PNNL reports, “The researchers built a circular test cell that was slightly smaller than a quarter. The cell used the new electrolyte and a lithium anode. Instead of growing dendrites, the anode developed a thin, relatively smooth layer of lithium nodules that didn’t short-circuit the battery.”

Zhang’s “concentrated secret sauce” is not only highly efficient, but shows the potential for being extremely long-lived.  “After 1,000 repeated charge and discharge cycles, the test cell retained a remarkable 98.4 percent of its initial energy while carrying 4 milliAmps of electrical current per square centimeter of area.  They found greater current densities resulted in slightly lower efficiencies. For example, a current density as high as 10 milliAmps per square centimeter, the test cell maintained an efficiency of more than 97 percent.  And a test cell carrying just 0.2 milliAmps per square centimeter achieved a whopping 99.1 percent efficiency. Most batteries with lithium anodes operate at a current density of 1 milliAmps per square centimeter or less and fail after less than 300 cycles.”

Since many difficulties seem to lie in the interaction between anode, cathode and electrolyte, which often dissolve one another and lead to the weakening and eventual failure of the battery, removal of any of those failure-prone components would be welcome.

The new electrolyte might allow designers to eliminate the anode.   Anodes now “actually consist of thin pieces of metal such as copper that are coated in active materials such as graphite or lithium.”  These thin current collectors require this coating to make up for the inefficiency of existing electrolytes.  “But an electrolyte with more than 99 percent efficiency means there’s potential to create a battery that only has a negative current collector, without an active material coating, on the anode side,” according to the PNNL.

“Not needing an anode could lower the cost and size of rechargeable batteries and would also significantly improve the safety of these batteries,” Zhang said.

Zhang has a positive outlook for his team’s findings.  “This new discovery could kick-start the development of powerful and practical next-generation rechargeable batteries such as lithium-sulfur, lithium-air and lithium-metal batteries.”

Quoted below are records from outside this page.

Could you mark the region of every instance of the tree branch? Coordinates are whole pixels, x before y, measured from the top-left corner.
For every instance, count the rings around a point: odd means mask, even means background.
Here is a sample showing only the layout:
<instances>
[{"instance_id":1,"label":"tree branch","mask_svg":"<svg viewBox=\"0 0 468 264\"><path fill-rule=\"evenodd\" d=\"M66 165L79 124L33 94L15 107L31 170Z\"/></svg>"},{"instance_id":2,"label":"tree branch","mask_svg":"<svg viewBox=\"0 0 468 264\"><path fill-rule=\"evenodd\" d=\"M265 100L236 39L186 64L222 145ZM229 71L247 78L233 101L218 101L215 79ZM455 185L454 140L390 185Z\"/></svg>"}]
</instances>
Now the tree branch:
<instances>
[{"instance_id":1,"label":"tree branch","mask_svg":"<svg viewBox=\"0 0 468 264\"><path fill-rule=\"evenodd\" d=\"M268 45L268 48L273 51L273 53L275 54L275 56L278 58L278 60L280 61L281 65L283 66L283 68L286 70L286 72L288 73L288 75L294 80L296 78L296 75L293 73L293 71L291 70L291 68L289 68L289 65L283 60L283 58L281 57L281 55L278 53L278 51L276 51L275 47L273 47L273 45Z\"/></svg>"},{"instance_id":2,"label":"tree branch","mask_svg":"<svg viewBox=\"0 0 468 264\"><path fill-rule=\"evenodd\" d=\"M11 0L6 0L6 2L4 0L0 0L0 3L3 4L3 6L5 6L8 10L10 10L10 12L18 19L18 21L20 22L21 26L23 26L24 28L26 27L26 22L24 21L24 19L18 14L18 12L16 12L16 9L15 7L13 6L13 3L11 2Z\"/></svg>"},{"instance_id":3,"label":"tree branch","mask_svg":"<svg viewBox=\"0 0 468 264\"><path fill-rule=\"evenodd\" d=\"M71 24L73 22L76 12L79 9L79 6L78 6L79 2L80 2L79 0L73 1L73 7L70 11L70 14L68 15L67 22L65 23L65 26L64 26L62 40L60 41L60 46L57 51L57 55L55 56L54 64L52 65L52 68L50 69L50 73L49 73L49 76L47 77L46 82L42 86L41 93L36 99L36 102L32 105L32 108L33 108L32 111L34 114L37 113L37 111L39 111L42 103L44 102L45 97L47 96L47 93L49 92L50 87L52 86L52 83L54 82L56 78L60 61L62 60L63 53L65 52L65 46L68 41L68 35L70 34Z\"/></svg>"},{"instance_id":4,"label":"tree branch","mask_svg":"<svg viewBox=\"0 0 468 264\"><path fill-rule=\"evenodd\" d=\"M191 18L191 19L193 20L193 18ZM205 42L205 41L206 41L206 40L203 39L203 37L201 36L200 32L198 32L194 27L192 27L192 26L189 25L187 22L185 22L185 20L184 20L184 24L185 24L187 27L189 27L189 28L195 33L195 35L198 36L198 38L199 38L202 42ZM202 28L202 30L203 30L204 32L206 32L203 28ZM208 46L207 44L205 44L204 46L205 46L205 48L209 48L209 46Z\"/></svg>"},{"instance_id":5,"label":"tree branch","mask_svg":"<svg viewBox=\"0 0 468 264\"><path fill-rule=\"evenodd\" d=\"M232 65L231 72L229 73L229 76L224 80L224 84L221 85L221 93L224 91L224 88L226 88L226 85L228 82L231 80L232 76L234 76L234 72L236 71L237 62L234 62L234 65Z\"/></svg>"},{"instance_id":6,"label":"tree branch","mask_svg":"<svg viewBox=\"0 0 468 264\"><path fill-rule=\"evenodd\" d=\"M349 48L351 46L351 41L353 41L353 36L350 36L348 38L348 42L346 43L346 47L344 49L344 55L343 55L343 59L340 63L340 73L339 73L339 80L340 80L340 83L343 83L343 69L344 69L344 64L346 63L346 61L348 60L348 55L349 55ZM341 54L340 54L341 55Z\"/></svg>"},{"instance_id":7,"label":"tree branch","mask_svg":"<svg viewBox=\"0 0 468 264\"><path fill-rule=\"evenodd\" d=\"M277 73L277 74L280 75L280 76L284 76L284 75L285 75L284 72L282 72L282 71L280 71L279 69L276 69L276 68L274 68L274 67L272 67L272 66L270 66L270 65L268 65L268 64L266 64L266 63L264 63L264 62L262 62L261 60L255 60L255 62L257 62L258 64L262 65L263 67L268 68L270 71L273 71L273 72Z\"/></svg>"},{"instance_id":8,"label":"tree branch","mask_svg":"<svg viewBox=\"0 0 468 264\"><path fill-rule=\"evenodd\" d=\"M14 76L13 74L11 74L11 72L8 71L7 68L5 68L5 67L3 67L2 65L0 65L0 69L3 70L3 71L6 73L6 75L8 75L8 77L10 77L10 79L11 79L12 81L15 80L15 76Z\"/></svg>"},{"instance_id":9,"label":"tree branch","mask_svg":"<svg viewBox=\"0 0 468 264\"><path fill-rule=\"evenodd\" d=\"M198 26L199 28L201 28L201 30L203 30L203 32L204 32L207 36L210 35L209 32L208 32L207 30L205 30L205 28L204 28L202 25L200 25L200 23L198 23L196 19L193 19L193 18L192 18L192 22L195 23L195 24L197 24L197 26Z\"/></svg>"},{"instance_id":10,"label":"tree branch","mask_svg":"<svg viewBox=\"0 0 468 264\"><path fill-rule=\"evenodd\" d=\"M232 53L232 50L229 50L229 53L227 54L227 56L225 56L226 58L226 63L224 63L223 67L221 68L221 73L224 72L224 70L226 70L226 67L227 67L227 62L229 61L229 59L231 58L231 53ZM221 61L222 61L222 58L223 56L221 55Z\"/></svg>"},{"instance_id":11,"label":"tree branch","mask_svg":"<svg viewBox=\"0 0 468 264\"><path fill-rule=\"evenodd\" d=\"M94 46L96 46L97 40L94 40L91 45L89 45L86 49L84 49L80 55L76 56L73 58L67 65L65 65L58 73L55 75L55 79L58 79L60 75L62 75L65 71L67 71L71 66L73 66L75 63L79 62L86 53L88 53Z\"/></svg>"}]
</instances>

As always with preliminary research, it may be a while before we see this efficient new electrolyte in our aerial cruisers.  Zhang and his team are working on improvements to their electrolyte, hoping to achieve a 99.9 percent efficiency level and commercial adaptation.  They’re also examining cathode materials that will work best with their electrolyte.

The team’s paper on their findings has been published in the February 16 issue of the journal Nature Communications.   The abstract gives a little more insight into their approach and apparent success, and in a rare example, the entire paper is available on-line for free viewing.  Authors include Zhang, Jiangfeng Qian, Wesley A. Henderson, Wu Xu, Priyanka Bhattacharya, Mark Engelhard, and Oleg Borodin. 

Lithium metal is an ideal battery anode. However, dendrite growth and limited Coulombic efficiency during cycling have prevented its practical application in rechargeable batteries. Herein, we report that the use of highly concentrated electrolytes composed of ether solvents and the ​lithium bis(fluorosulfonyl)imide salt enables the high-rate cycling of a ​lithium metal anode at high Coulombic efficiency (up to 99.1%) without dendrite growth. With 4 M ​lithium bis(fluorosulfonyl)imide in ​1,2-dimethoxyethane as the electrolyte, a ​lithium|​lithium cell can be cycled at 10 mA cm−2 for more than 6,000 cycles, and a copper|lithium cell can be cycled at 4 mA cm−2 for more than 1,000 cycles with an average Coulombic efficiency of 98.4%. These excellent performances can be attributed to the increased solvent coordination and increased availability of ​lithium ion concentration in the electrolyte. Further development of this electrolyte may enable practical applications for ​lithium metal anodes in rechargeable batteries.